Business Consulting firm Frankfurt Partners (www.frankfurtpartners.com) released the third edition of its biannual Software as a Service (SaaS) Valuation and Metric Report. SaaS remains a relatively new business model but it has a great potential for growth. As of 2010, it is estimated to have reached less than 20% of its potential market.
The largest proportion of SaaS customers so far are SMEs and medium-sized companies with relatively little break-through into the enterprise market. However, the level of adoption by enterprises is starting to increase rabidly. By the end of 2010, 80% of U.S. organizations will use at least one SaaS-delivered application for business use.
“The M&A Activities have picked up in the last 12 month as a array of companies are seeking to capitalize on the rising demand for SaaS solutions and trying to position themselves as a strategic player in the SaaS market”, says Rene Meister. “Given the attractive characteristics of SaaS companies from a financial perspective (i.e. strong growth, revenue visibility), it is not surprising that M&A activity for SaaS vendors has been strong.”
This report includes extensive benchmarking data about the SaaS Market.

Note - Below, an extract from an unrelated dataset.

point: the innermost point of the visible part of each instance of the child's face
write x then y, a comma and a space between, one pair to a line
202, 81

It is an invaluable resource for metrics and benchmarks for running a business based on the SaaS business model.
Reports key findings:
•Although many more companies are entering the SaaS market, most of these are providing SaaS as an extension to their existing product line.
•With a total asset value of $2,460 million stated in its end 2009 balance sheet, Salesforce is more than three times the size of its nearest rival.
•SaaS providers require around 50-70% more capital than traditional software companies before they achieve a positive cash flow.
•Pure play SaaS providers are the most valuable out of 23 categories of software companies.
•Mergers and acquisition valuations have generally fallen from an average of 6.2 times revenue in 2007 to 5.3 times in 2010. Overall Deal sizes have been fallen too.
•Successful pure play SaaS providers such as Netsuite and Salesforce.com are valued much higher then companies that still have traditional business models.